Plagiarism Prevention and Detection

Demonstration of PMD’s Copy/Paste Detector (CPD)

The PMD open source tool provides a Copy/Paste Detector (CPD) tool for finding duplicate code. CPD uses the Karp-Rabin string matching algorithm. It works with Java, JSP, C, C++, Fortan and PHP code. It also provides guidance on how to add other programming languages to the tool. Unlike JPlag, and Sherlock this tool is not specifically aimed at detecting similarities in students’ work may work well in doing so.

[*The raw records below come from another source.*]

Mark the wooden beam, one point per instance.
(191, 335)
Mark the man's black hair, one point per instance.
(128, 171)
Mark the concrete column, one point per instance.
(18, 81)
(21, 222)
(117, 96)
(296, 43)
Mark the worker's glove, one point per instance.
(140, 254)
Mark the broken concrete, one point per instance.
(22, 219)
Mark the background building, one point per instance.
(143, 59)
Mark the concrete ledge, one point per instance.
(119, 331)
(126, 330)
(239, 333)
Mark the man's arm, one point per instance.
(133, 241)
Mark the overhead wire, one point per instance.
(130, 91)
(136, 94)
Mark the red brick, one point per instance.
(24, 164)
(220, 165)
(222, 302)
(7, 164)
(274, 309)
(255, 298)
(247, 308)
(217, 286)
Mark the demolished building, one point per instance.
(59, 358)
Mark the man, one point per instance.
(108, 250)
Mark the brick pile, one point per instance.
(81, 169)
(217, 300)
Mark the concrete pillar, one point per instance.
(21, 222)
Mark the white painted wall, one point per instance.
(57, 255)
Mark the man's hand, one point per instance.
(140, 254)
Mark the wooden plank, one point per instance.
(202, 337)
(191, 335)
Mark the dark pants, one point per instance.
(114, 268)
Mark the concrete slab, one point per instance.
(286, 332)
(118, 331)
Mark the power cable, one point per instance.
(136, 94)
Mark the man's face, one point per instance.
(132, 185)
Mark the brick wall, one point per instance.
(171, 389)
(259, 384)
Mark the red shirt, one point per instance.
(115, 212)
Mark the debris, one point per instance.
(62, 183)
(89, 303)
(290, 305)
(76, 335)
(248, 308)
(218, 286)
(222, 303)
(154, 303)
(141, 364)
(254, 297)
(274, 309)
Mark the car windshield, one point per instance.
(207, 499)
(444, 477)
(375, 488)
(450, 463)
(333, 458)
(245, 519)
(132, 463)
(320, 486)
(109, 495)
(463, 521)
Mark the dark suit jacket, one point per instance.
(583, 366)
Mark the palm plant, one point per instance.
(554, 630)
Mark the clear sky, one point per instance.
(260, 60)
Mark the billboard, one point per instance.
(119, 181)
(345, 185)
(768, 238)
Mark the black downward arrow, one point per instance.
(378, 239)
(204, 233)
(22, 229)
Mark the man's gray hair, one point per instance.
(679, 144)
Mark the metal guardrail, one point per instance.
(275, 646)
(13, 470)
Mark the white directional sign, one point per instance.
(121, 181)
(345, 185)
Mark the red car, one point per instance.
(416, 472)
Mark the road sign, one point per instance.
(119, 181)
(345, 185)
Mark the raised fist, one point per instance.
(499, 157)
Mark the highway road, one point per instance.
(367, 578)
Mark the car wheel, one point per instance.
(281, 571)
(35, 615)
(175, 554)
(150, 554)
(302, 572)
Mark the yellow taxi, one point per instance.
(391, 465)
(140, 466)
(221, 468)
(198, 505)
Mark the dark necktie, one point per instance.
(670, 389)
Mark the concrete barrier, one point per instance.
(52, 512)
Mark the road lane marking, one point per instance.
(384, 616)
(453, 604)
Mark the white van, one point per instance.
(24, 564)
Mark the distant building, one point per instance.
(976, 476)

Similarly to JPlag, CPD uses a variation of the Karp-Rabin string matching algorithm developed by Wise. The developers of PMD provide excellent support and documentation for this tool. Because it is a duplicate code detector, this tool scans the files themselves for duplicate code, hence it returns similar code found within the same file. However, it is also successful in returning similar code across different files and can be used as a tool for detecting similarity in source-code files.

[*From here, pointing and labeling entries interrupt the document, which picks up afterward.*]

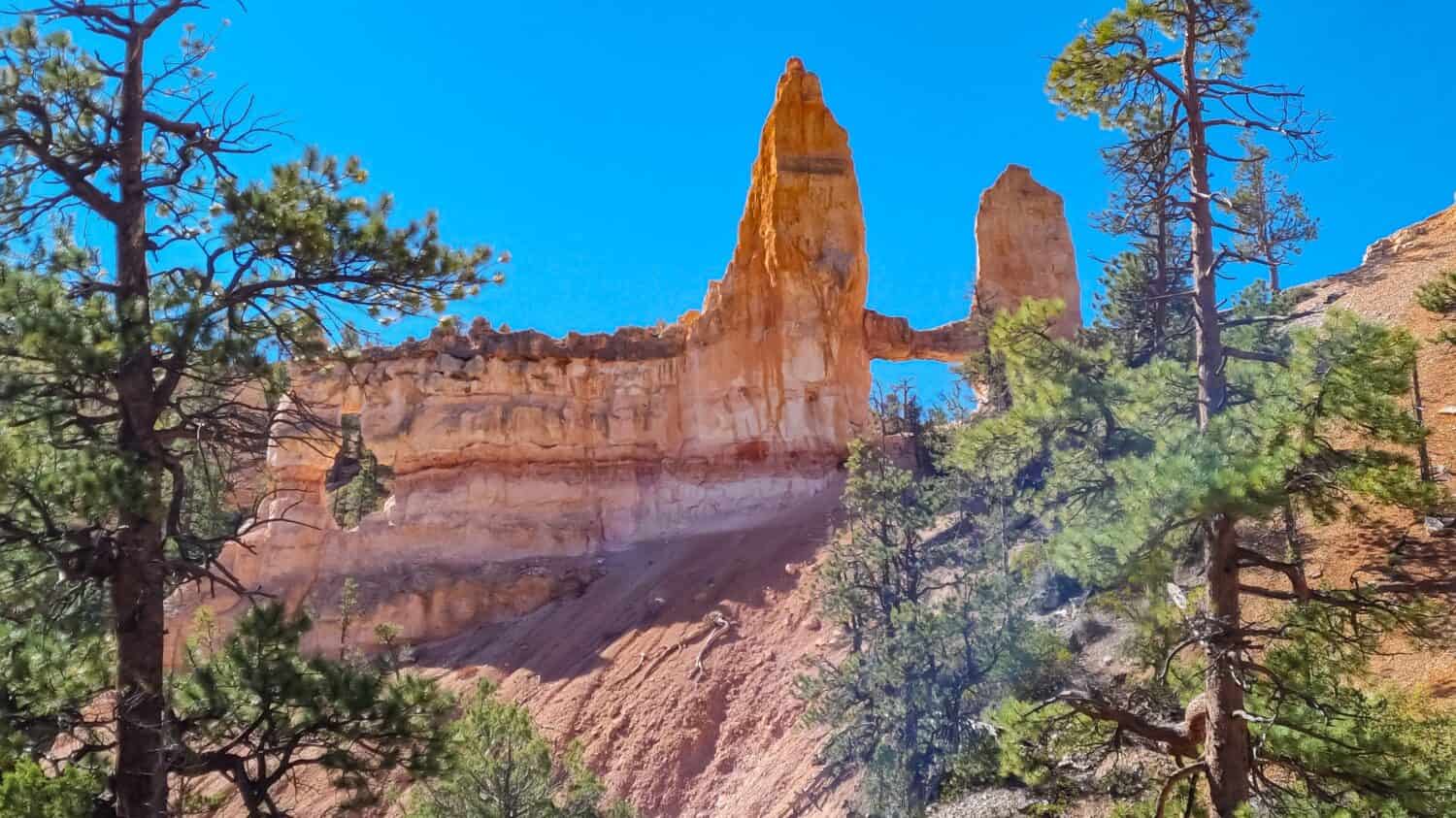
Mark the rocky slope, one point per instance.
(514, 456)
(568, 512)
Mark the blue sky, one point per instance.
(609, 147)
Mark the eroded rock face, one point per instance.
(1024, 247)
(514, 445)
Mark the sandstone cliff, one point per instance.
(514, 456)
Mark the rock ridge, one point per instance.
(515, 445)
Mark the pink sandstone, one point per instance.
(513, 448)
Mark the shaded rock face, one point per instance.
(514, 445)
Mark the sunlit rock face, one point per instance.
(509, 447)
(1024, 247)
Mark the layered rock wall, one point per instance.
(513, 445)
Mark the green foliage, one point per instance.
(1129, 316)
(935, 631)
(358, 485)
(131, 392)
(503, 768)
(1127, 474)
(1117, 477)
(1107, 70)
(255, 709)
(1270, 220)
(28, 792)
(1439, 296)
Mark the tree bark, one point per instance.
(137, 584)
(1226, 748)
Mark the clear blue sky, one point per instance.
(608, 145)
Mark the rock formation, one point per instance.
(512, 448)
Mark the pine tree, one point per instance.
(1144, 293)
(145, 291)
(935, 631)
(1269, 217)
(503, 768)
(1174, 69)
(252, 709)
(1126, 489)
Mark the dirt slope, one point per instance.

Initially the user selects the directory in which the files to be compared reside. The user can select the programming language, and also the minimum number of tokens to be detected (see Figure 1).

Figure 1: PMD’s CPD tool initial screen

All the results are displayed in a single window, as shown in Figure 2. Note that amongst the list of results CPD has detected duplicate lines of code within the same file. However, since this tool is open source it could be modified such that results are only not displayed for those files. This is a very simple tool to use that appears to work very fast and well in detecting similar code-fragments between two files. The results state the length of the duplicated code detected as number of lines and tokens, and a display of the lines found.

Figure 2: CPD’s results window

User can choose to save the results as .txt, .xml, or .csv as shown in Figure 3.

Figure 3: CPD’s results saving options

Clearly, the user interface is not as advanced or interactive as the other tools we have discussed, however this is a handy tool to have.